Я перевел взгляд на входную дверь. Она все еще была открыта. Большой Уилли прислонился к косяку, пристально глядя на меня.
— Ворота открыты, — сообщил он.
Я завел мотор.
Некоторое время я ехал в тишине, в голове все еще звучал голос Шарлен. О ней не было ничего слышно с тех пор, как «Stingrays» посреди тура в шестьдесят седьмом прекратили существовать по причинам, известным только Деннису. Вскоре после этого она вышла за него замуж. В книгах по истории рока официально значилось: «ушла на покой».
Когда я в эти годы вспоминал ее — а я вспоминал! — то каждый раз неохотно приходил к выводу, что она, должно быть, неврастеничка. Если и не была ею с самого начала — наверняка стала теперь, после пятнадцати лет взаперти вместе с ним в этом дурдоме. Обычно я представлял ее себе как чокнутую жертву рок-н-ролла, чем-то вроде вышедшей в тираж Аниты Палленберг[131] — толстой, вечно под кайфом, бредущей, шатаясь, по коридорам, в заляпанном балахоне в гавайском стиле, перешагивая через иглы для подкожных инъекций, воткнутые в ковер. Героиновая преисподняя.
Но сейчас я не был в этом так уверен. Голос, который я слышал, не имел ничего общего с воображаемыми картинами. Это был ясный, чистый голос. Хотя он был полон одиночества, это чувство было светлым, в нем не было жалости к себе и самолюбования наркоманов.
Но, с другой стороны, можно ли судить по голосу? В конце концов, это был ее инструмент; это могло быть все, что у нее осталось.
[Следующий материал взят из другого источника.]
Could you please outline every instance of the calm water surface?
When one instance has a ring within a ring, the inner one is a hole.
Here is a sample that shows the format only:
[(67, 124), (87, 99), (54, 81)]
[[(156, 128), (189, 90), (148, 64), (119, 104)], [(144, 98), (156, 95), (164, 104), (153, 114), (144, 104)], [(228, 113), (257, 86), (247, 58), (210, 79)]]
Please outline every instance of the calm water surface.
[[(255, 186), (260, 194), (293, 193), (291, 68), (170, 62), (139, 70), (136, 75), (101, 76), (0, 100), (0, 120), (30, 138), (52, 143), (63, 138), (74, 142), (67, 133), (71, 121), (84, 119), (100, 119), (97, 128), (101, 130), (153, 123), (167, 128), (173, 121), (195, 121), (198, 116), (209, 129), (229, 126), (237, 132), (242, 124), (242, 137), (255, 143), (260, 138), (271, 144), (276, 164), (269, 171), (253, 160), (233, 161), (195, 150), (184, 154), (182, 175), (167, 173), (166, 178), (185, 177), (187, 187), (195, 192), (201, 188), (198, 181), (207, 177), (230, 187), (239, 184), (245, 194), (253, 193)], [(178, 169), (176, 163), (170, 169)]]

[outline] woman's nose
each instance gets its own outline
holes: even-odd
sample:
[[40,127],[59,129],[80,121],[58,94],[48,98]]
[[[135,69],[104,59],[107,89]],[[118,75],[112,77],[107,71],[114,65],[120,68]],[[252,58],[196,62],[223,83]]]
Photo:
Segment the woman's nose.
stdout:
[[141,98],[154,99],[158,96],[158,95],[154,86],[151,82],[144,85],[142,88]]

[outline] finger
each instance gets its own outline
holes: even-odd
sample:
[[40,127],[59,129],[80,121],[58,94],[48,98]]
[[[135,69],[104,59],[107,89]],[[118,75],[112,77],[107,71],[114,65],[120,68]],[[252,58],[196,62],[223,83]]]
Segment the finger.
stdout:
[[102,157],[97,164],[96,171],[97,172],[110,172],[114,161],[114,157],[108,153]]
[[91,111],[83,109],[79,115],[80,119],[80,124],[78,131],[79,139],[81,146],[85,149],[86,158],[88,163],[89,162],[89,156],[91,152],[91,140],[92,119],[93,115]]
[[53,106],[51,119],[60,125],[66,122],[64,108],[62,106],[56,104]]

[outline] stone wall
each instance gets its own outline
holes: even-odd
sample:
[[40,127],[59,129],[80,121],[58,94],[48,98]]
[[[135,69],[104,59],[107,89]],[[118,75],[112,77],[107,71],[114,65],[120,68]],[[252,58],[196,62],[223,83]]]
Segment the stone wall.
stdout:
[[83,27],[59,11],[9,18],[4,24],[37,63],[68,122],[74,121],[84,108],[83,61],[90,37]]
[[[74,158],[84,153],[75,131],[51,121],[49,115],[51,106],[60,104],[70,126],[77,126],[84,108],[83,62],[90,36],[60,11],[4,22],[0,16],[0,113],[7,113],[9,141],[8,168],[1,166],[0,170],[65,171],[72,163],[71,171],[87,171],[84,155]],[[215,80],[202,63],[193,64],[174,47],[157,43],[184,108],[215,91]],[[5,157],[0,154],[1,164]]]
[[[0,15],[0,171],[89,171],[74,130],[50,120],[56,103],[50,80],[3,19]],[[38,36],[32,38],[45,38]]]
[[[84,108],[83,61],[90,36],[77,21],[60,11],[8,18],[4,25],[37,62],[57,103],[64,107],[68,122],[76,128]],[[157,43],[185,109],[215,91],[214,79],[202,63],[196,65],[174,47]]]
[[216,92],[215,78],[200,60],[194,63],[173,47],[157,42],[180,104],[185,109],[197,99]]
Она почти наверняка стала апатичной самодовольной коровой, занятой только мыльными операми и мороженым «Хаген Даз», а до фортепиано добирается раз в сто лет. А может, она теперь была алкоголичкой, целыми днями тянула вермут, а я просто попал рано утром, и она еще не успела присосаться к бутылке. С ней должно было быть неладно, причем что-то серьезное — раз она до сих пор жила с ним.